I found these white worm-like things on my glass moving around in condensation. check it out:


----------



## Darts15 (Jun 5, 2011)

Picture didn't show. What color is it?


----------



## deboardfam (Feb 7, 2011)

Picture doesnt show.. but check out nemerteans. Found them in my viv, made a thread like this, and Ed helped me out (thanks ed). Not harmful to frogs but will dessimate microfauna. Not saying thats what it is since I cant see a pic, but check it out.


----------



## BYHGAB (Jun 13, 2011)

sorry i finally got the picture to load. they bend in the middle. I hope they dont wipe out my springs, I just seeded the tank


----------



## Mitch (Jun 18, 2010)

Most likely grindal worms. They're harmless and often come along with springtail cultures.


----------



## BYHGAB (Jun 13, 2011)

Well I just added two springtail cultures on saturday so I suppose that would explain it. Do I have anything to worry about?


----------



## Darts15 (Jun 5, 2011)

And about how big are they? I suppose if you have frogs in there you've been feeding it could be a fruit fly larvae......


----------



## BYHGAB (Jun 13, 2011)

they are the width of my springs, and probably 3-4mm in lenths, the move in a writhing motion, almost snake-like.


----------



## Mitch (Jun 18, 2010)

BYHGAB said:


> they are the width of my springs, and probably 3-4mm in lenths, the move in a writhing motion, almost snake-like.

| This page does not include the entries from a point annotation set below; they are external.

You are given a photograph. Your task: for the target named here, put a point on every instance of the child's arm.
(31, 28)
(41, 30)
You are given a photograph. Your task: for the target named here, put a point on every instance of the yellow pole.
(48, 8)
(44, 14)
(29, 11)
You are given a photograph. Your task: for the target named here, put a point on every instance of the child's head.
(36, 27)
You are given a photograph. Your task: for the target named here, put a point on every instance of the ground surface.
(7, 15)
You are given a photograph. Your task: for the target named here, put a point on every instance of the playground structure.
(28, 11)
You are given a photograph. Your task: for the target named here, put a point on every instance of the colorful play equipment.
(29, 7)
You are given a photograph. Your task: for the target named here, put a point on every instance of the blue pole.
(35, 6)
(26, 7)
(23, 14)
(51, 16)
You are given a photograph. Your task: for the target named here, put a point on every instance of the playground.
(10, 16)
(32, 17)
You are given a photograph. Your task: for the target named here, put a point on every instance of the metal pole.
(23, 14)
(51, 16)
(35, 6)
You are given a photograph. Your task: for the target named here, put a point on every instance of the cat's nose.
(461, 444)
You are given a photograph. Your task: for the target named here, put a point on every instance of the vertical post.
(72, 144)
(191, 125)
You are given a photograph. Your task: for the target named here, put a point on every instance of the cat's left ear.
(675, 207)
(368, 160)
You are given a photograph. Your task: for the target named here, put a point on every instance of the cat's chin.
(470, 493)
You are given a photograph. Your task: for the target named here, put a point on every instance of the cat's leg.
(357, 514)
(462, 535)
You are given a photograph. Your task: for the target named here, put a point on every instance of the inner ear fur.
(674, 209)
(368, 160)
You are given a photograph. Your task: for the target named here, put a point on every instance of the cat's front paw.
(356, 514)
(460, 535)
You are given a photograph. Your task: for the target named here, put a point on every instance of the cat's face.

Yea, sounds like Grindals. You have nothing to worry about... they'll die off eventually when the springs take over.


----------



## BYHGAB (Jun 13, 2011)

They are literally all over the glass! then I found a white worm that is even thinner, it is twice the length and is curling from the center outwards, almost like a grapevine look.


----------



## deboardfam (Feb 7, 2011)

+1 Grindal... now I can see the pic and description.

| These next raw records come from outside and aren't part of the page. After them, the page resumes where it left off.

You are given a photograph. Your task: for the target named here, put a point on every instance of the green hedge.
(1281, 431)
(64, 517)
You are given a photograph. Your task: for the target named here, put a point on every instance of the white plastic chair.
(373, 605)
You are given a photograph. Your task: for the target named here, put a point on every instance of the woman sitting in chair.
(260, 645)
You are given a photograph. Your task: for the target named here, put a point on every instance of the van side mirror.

Nemerteans I mentioned before are longer and more pinkish.


----------



## PeanutbuttER (Jan 1, 2011)

It could also be just a fruit fly maggot. That's basically what they look like when they get caught in a droplet of water. They squirm around, but they can't get out. It's hard to say though since 1) the picture isn't super clear and 2) there's nothing really nearby that can be used to get a feel for its size. From what I saw, they tend to stretch both ends left, then both ends right in a fairly coordinated manner and back and forth like that.


----------



## Ed (Sep 19, 2004)

Mitch said:


> Most likely grindal worms. They're harmless and often come along with springtail cultures.


How do you know that they are grindal worms (Enchytraeus buchholzi) and not free living nematodes? As I understand it, grindal worms don't like high water content in thier habitat as it can reduce to stop reproduction. 

Ed


----------